Saturday 27 April 2013

Skin in the game

No, this is not a post about the eating habits of Luis Suárez during a football match. The phrase ‘skin in the game’ was coined by Warren Buffet ‘referring to a situation in which high-ranking insiders use their own money to buy stock in the company they are running’. It has a wider application in that it can refer to the need for people to have a stake in the work they are doing as an incentive to better performance. The classic example of this is the insistence that top financiers need massive bonus incentives in order to perform well; the better the company does, the higher their bonuses. Unfortunately, it seems in some cases that even when the companies performed disastrously the high-ranking insiders still expected the bonuses and other financial benefits on top of the salaries.

welbyThe phrase ‘skin in the game’ was referred to several times by Justin Welby, the present Archbishop of Canterbury, in his role as a member of the parliamentary commission into banking. Questioning HSBC’s top executives shortly after HSBC had been fined £1.2bn over the money laundering of drug money, Welby asked the following:
I'm increasingly baffled at the discussion we are having. What is it essentially about bankers that means they need skin in the game [bonuses]? We don't give skin in the game to civil servants, to surgeons, to teachers.
There's a whole range of people who don't have that. It seems to me that you are putting huge effort into a values-based organisation and yet at the end of the day, particularly for your most senior staff who are most important as regards setting values and culture, you seem to be saying the only way you can motivate them to any significant extent is with cash.
The Archbishop continues in his role as a member of the commission and in a BBC radio interview to be broadcast later today sets out his reasons for continuing to address the issues afflicting the City of London. He clearly and succinctly explains his mission as Archbishop before linking it to his concerns about ethics in the City:
My key mission is to lead the Church in worshipping Jesus Christ and encouraging people to believe in him and follow him. That's my mission.
The Christian gospel has always had strong social implications and one of them is around the common good and it's one of the key areas in which the Church of England focuses.
So issues of how the City of London, which is so important and so full of very gifted people, how that behaves in relation to the common good is very key, not to the whole thing that I'm about or the Church is about, but to how we express the implications of that in day to day life.
Not surprisingly the Archbishop’s engagement with the finance sector has drawn much attention and comment, some critical and some more positive. The BBC’s Robert Peston concluded a piece on Welby stating:
But why should anyone care what this man of the cloth says about the men - and occasionally women - who provide vital credit to businesses and households?
Well he was a relatively senior businessman in his earlier incarnation (that said, he self-deprecatingly and amusingly pointed out that he was the only innumerate treasurer of one of the UK's biggest companies, and his employer, Enterprise Oil, paid someone to check all his numbers).
Also, he is a member of the influential parliamentary commission on banking standards, although his remarks to the Christians in Parliament All Party Parliamentary Group were personal, rather than representing those of the commission (I should perhaps point out that I was the token non-observant Jew on the panel that then responded to the Archbishop's reflections).
But perhaps more germanely, the UK's economic malaise shows no signs of being fixed any time soon by the supposed experts in the Bank of England or Treasury, so there may be a case for looking elsewhere for wisdom - and it is no longer eccentric to argue that what went wrong in the financial system was as much ethical as technical.
What Justin Welby is doing is demonstrating that as Christians we have ‘skin in the game’, we always have.
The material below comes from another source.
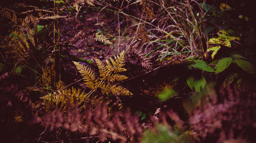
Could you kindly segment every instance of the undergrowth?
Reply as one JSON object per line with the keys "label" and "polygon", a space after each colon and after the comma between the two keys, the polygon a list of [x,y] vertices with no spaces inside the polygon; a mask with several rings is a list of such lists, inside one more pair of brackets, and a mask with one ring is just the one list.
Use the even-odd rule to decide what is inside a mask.
{"label": "undergrowth", "polygon": [[248,2],[10,1],[1,142],[256,140]]}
We are called to live out our faith as followers of Christ in the world we inhabit; we are as invested in it as anyone else. We are not immune to the trials and difficulties of life and we are as affected by the financial crisis as our neighbour. If our faith had nothing to say about the ethics of the City then it is not much good to us or to our society. Of course the present situation and the particular gifts of the Archbishop in the financial sector makes this more apparent, but it should be as true for every other aspect of our common life.

One final thought. We have just celebrated Easter and been reminded afresh that we are called to follow one who had ‘skin in the game’ literally. Jesus gave himself completely for the benefit of humanity and his skin was scourged, nailed and pierced for the sins of the world; including the structural sin of economic injustice and oppression. As followers of Christ we are called to have ‘skin in the game’, to be so committed to the values and priorities of the Kingdom of God that we are willing to invest our very lives for him.